When Sparky Anderson managed here, one of the many stories told about how tight his ship was run involved clubhouse music. Seems Sparky had a rule about when it could be played, and when it couldn’t. Apparently on this occasion, there arose a rather loud "discussion" about the type of music to be played. Two players, specifically, were at the center of the debate. After a minute or so of this bickering, the story goes, Sparky appeared from his manager’s office and said, simply, "Enough!" And that was the end of the "discussion."
No such thing ever came close to occurring in the Tigers’ den under Alan Trammell.
Back in the early 90’s with the Pirates, Jim Leyland had a much-publicized row with Barry Bonds in spring training. It was captured on videotape -- with audio. Granted, this occurred well before Bonds turned into the Incredible Bulk, but he was nonetheless the team’s superstar, and once the nation saw how Leyland handled him, a watershed moment happened.
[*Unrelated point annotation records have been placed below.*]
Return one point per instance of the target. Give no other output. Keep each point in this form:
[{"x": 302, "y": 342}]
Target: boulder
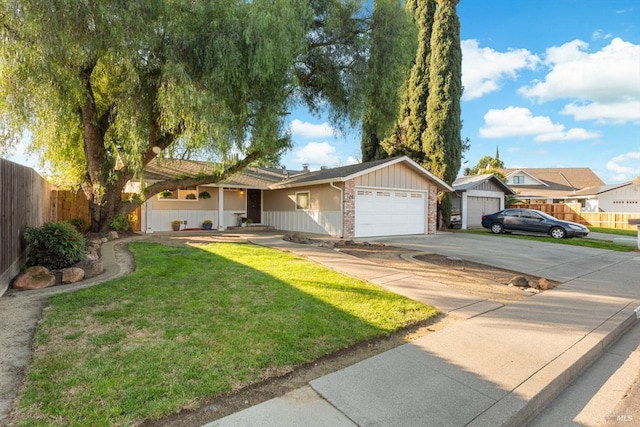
[
  {"x": 299, "y": 238},
  {"x": 91, "y": 267},
  {"x": 35, "y": 278},
  {"x": 519, "y": 281},
  {"x": 545, "y": 284},
  {"x": 72, "y": 275}
]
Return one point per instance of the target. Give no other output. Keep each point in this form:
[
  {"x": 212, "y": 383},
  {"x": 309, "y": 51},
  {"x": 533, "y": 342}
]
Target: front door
[{"x": 254, "y": 205}]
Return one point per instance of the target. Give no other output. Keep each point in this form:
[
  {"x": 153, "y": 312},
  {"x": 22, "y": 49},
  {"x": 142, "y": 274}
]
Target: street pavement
[{"x": 501, "y": 366}]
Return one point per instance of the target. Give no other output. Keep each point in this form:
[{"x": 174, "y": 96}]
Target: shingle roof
[
  {"x": 561, "y": 182},
  {"x": 251, "y": 177},
  {"x": 263, "y": 178},
  {"x": 465, "y": 183},
  {"x": 592, "y": 191},
  {"x": 334, "y": 173}
]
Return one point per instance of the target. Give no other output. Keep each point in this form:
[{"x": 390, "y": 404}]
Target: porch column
[
  {"x": 463, "y": 211},
  {"x": 221, "y": 209}
]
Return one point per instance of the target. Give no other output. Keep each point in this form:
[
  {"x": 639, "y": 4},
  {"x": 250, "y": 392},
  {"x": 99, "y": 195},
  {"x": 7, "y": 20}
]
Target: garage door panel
[{"x": 386, "y": 213}]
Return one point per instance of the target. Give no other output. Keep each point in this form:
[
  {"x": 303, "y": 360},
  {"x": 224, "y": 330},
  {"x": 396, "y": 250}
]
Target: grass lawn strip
[{"x": 191, "y": 323}]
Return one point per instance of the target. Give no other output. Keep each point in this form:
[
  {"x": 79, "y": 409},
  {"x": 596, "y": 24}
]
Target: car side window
[{"x": 530, "y": 215}]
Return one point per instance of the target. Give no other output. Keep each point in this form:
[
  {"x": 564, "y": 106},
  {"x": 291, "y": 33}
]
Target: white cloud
[
  {"x": 351, "y": 160},
  {"x": 626, "y": 166},
  {"x": 599, "y": 34},
  {"x": 483, "y": 69},
  {"x": 604, "y": 85},
  {"x": 316, "y": 154},
  {"x": 614, "y": 112},
  {"x": 310, "y": 130},
  {"x": 519, "y": 121}
]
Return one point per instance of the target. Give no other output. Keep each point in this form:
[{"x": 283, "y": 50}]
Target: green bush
[
  {"x": 120, "y": 223},
  {"x": 55, "y": 245}
]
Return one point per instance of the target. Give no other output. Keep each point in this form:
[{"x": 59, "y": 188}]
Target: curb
[{"x": 527, "y": 400}]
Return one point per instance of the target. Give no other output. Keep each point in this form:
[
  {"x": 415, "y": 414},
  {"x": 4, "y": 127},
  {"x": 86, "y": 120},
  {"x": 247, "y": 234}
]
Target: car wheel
[
  {"x": 497, "y": 228},
  {"x": 558, "y": 233}
]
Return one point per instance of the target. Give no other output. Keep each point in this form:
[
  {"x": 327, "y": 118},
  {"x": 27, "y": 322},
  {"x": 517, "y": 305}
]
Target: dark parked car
[{"x": 532, "y": 221}]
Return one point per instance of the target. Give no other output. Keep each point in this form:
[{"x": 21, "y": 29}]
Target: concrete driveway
[{"x": 553, "y": 261}]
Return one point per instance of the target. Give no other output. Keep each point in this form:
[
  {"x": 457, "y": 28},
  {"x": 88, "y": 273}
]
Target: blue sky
[{"x": 551, "y": 83}]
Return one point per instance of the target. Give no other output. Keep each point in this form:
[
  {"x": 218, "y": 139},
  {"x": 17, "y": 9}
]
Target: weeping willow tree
[{"x": 105, "y": 87}]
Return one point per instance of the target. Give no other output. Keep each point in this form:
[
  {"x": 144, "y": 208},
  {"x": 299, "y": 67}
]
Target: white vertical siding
[
  {"x": 161, "y": 220},
  {"x": 316, "y": 222}
]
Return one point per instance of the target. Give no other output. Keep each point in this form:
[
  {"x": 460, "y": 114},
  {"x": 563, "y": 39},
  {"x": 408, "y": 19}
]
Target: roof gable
[
  {"x": 465, "y": 183},
  {"x": 571, "y": 179}
]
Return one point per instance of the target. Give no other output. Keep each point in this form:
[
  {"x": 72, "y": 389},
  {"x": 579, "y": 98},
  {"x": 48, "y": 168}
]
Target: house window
[
  {"x": 302, "y": 200},
  {"x": 188, "y": 193}
]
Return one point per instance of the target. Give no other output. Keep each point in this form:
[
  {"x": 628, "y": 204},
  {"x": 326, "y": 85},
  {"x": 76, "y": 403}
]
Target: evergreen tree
[
  {"x": 487, "y": 164},
  {"x": 392, "y": 46},
  {"x": 412, "y": 122},
  {"x": 441, "y": 142}
]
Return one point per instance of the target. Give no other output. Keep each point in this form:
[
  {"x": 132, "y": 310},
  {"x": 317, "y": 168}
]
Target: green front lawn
[{"x": 191, "y": 323}]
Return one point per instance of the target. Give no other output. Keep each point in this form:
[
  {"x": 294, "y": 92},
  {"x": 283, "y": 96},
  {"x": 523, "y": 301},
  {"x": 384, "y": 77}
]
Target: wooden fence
[
  {"x": 25, "y": 201},
  {"x": 571, "y": 212}
]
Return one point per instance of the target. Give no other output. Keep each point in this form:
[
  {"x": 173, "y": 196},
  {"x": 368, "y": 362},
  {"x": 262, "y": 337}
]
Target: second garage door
[
  {"x": 389, "y": 212},
  {"x": 478, "y": 206}
]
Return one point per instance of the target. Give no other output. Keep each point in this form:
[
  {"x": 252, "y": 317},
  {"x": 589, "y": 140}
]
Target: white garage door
[
  {"x": 389, "y": 213},
  {"x": 478, "y": 206}
]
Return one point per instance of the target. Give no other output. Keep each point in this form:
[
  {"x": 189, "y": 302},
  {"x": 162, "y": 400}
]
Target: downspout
[{"x": 341, "y": 208}]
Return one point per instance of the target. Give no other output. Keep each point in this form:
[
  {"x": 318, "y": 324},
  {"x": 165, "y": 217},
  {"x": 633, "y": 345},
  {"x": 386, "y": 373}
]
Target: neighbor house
[
  {"x": 393, "y": 196},
  {"x": 623, "y": 197},
  {"x": 551, "y": 185},
  {"x": 477, "y": 195}
]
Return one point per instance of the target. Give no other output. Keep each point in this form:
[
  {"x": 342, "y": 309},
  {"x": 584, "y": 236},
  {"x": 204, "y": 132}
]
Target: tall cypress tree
[
  {"x": 441, "y": 142},
  {"x": 392, "y": 46},
  {"x": 412, "y": 123}
]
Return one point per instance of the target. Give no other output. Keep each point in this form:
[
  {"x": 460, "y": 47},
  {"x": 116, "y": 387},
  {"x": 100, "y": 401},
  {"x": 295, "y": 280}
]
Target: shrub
[
  {"x": 120, "y": 223},
  {"x": 55, "y": 245}
]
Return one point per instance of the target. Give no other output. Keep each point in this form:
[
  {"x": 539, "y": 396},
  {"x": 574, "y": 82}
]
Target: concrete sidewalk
[{"x": 500, "y": 367}]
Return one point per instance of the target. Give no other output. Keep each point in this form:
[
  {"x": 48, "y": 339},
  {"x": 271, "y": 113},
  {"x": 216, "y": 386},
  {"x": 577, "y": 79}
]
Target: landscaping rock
[
  {"x": 545, "y": 284},
  {"x": 35, "y": 278},
  {"x": 299, "y": 238},
  {"x": 519, "y": 281},
  {"x": 91, "y": 267},
  {"x": 72, "y": 275}
]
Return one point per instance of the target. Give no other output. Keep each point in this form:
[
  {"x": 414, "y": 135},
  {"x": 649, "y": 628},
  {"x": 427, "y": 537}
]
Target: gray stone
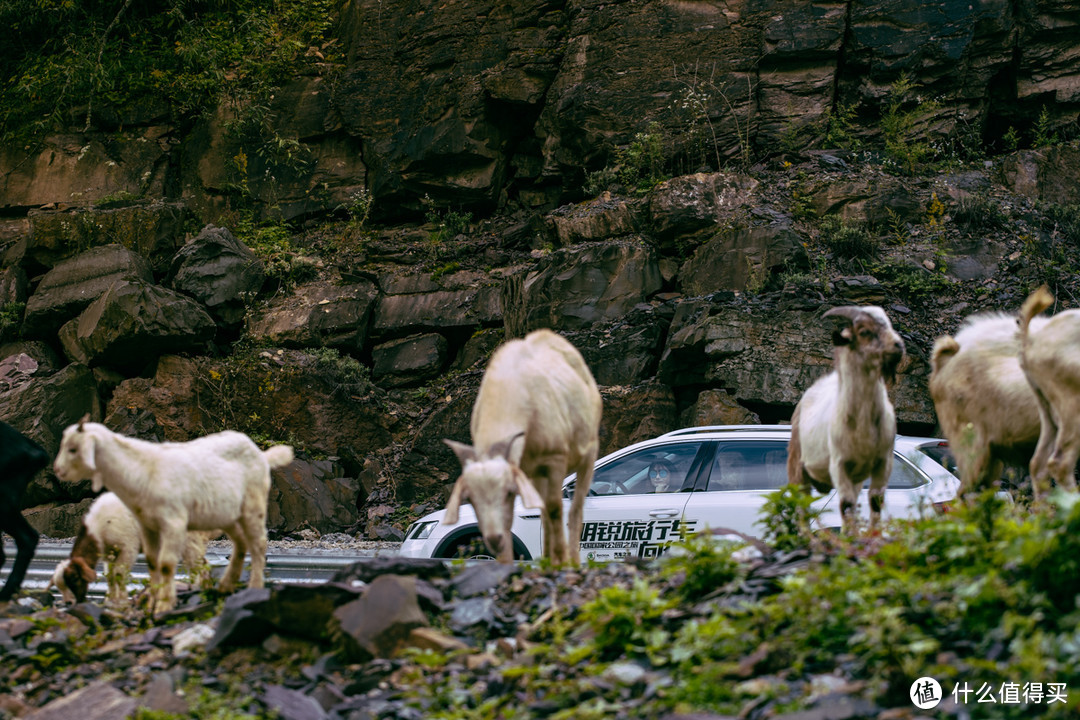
[
  {"x": 691, "y": 203},
  {"x": 311, "y": 493},
  {"x": 70, "y": 286},
  {"x": 473, "y": 611},
  {"x": 602, "y": 218},
  {"x": 219, "y": 271},
  {"x": 408, "y": 361},
  {"x": 716, "y": 407},
  {"x": 742, "y": 259},
  {"x": 379, "y": 622},
  {"x": 98, "y": 701},
  {"x": 433, "y": 311},
  {"x": 574, "y": 287},
  {"x": 152, "y": 230},
  {"x": 133, "y": 323},
  {"x": 483, "y": 576},
  {"x": 316, "y": 314},
  {"x": 293, "y": 704}
]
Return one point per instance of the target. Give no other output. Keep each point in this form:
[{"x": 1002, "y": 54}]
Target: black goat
[{"x": 21, "y": 459}]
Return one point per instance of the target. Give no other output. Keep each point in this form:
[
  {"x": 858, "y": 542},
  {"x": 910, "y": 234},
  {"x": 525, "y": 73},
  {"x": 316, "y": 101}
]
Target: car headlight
[{"x": 421, "y": 530}]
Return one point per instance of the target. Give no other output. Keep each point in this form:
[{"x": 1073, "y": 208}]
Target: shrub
[
  {"x": 848, "y": 241},
  {"x": 979, "y": 213}
]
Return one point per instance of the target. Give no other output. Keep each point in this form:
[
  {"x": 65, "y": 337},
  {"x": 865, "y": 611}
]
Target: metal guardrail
[{"x": 289, "y": 567}]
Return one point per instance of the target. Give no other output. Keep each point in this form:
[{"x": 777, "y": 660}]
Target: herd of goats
[{"x": 1006, "y": 389}]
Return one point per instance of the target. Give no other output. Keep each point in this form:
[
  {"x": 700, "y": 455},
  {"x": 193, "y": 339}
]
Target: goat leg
[{"x": 26, "y": 542}]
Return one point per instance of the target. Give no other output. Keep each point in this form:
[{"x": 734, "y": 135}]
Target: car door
[
  {"x": 730, "y": 494},
  {"x": 625, "y": 516}
]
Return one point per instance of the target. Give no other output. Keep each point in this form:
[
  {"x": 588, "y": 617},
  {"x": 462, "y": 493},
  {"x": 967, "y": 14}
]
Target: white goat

There was no mistaking who the boss was in Pittsburgh. Funny how postseason appearances were the norm for the Pirates back then, huh?
So Alan Trammell is gone, at least from the Tigers’ dugout, and with him goes his mostly inexperienced coaching staff along with snuffed out hopes that somehow the 1984 Connection -- Trammell, Lance Parrish and Kirk Gibson -- was going to save baseball in Detroit. There is a new sheriff in town, and he brings with him loads of experience in his deputies, which includes two former managers: Gene Lamont and Lloyd McClendon.
"Certain things aren’t optional," Leyland said at his introductory press conference. "Being on time, playing the right way, being a good teammate. Those are no-brainers."
Yes, they are. But so have been the Tigers in recent years.